As usual, it is the sterling/euro exchange rate that defines the sterling/kuna price. And for the last two months it has not been going anywhere. During that time the pound has wandered between €1.225 and €1.265 and at the time of writing is in the middle of that range with no apparent sense of purpose. GBP/HRK at 9.4 is also close to the middle of the range it has covered in the last three months.
If the Spanish prime minister is to be believed, the euro crisis has been solved. He recently told a press conference in Madrid that “I’m totally and absolutely convinced that the worst has passed.” Others will no doubt beg to differ. Not only do many expect Spain to need a bailout, they expect Greece sooner or later to default on its debts because it cannot possibly afford to repay them. Investors are remarkably sanguine about the situation, possibly because a Greek default and a Spanish bailout have been so well-flagged that everyone is prepared for them (or at least believe themselves to be).

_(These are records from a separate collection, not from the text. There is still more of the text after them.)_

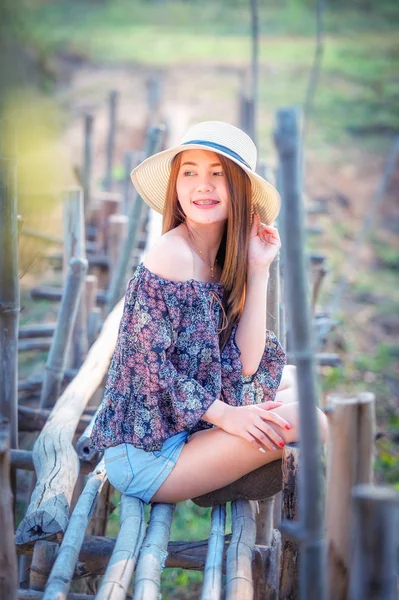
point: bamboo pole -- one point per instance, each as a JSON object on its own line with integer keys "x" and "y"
{"x": 75, "y": 247}
{"x": 266, "y": 569}
{"x": 8, "y": 558}
{"x": 239, "y": 581}
{"x": 124, "y": 558}
{"x": 254, "y": 70}
{"x": 33, "y": 595}
{"x": 310, "y": 529}
{"x": 44, "y": 556}
{"x": 136, "y": 214}
{"x": 147, "y": 580}
{"x": 61, "y": 574}
{"x": 289, "y": 571}
{"x": 55, "y": 459}
{"x": 375, "y": 535}
{"x": 117, "y": 232}
{"x": 110, "y": 204}
{"x": 56, "y": 362}
{"x": 97, "y": 550}
{"x": 350, "y": 462}
{"x": 112, "y": 103}
{"x": 212, "y": 586}
{"x": 9, "y": 298}
{"x": 37, "y": 330}
{"x": 87, "y": 161}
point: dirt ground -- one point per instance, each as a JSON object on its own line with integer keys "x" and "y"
{"x": 345, "y": 184}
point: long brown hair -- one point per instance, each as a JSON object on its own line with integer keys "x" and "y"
{"x": 233, "y": 249}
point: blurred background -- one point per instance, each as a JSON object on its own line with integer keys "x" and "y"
{"x": 59, "y": 61}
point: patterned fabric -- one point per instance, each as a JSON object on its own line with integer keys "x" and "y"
{"x": 167, "y": 368}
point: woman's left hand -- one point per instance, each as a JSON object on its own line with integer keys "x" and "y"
{"x": 264, "y": 244}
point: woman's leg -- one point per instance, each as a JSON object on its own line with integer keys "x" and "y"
{"x": 213, "y": 458}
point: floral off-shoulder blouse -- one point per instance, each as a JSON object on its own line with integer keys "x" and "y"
{"x": 167, "y": 368}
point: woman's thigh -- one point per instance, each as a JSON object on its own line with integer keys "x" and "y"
{"x": 214, "y": 458}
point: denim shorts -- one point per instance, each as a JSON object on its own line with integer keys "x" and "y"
{"x": 135, "y": 472}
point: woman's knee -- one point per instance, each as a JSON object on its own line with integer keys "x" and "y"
{"x": 290, "y": 412}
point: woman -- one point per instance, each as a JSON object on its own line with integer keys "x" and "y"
{"x": 195, "y": 397}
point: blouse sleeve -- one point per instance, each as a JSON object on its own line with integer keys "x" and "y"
{"x": 239, "y": 389}
{"x": 159, "y": 385}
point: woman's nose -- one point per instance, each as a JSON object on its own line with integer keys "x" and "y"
{"x": 204, "y": 184}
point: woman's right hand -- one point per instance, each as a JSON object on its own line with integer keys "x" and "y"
{"x": 253, "y": 424}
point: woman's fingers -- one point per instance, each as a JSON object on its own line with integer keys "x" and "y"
{"x": 268, "y": 432}
{"x": 268, "y": 415}
{"x": 266, "y": 438}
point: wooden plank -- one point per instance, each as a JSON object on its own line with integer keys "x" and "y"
{"x": 239, "y": 580}
{"x": 147, "y": 580}
{"x": 212, "y": 587}
{"x": 124, "y": 558}
{"x": 55, "y": 459}
{"x": 267, "y": 569}
{"x": 61, "y": 574}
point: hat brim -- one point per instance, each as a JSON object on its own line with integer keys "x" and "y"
{"x": 151, "y": 177}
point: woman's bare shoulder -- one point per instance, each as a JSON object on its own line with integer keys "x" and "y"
{"x": 170, "y": 258}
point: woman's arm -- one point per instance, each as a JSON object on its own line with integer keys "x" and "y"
{"x": 251, "y": 330}
{"x": 264, "y": 243}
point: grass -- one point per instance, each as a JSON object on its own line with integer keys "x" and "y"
{"x": 358, "y": 90}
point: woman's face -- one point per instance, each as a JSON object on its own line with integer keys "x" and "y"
{"x": 202, "y": 188}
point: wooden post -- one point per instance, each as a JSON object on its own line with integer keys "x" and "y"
{"x": 62, "y": 572}
{"x": 375, "y": 535}
{"x": 254, "y": 70}
{"x": 113, "y": 99}
{"x": 264, "y": 521}
{"x": 118, "y": 226}
{"x": 55, "y": 458}
{"x": 266, "y": 569}
{"x": 8, "y": 558}
{"x": 147, "y": 580}
{"x": 124, "y": 558}
{"x": 115, "y": 292}
{"x": 87, "y": 161}
{"x": 44, "y": 555}
{"x": 75, "y": 247}
{"x": 311, "y": 528}
{"x": 239, "y": 581}
{"x": 350, "y": 462}
{"x": 212, "y": 586}
{"x": 9, "y": 298}
{"x": 128, "y": 162}
{"x": 56, "y": 362}
{"x": 289, "y": 574}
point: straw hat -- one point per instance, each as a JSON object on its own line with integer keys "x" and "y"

But the worry that is taking their place is Euroland’s economy. It shrank by a provisional -0.1% in the third quarter of the year and is expected to shrink further in coming months. And with austerity being dumped across Euroland by the truckload there will be no rapid return to growth. Prime Minister Rajoy might be confident that the worst is over but anyone who had put a pound in their piggybank every time that sentiment was expressed during the last three years would be ordering a Ferrari by now.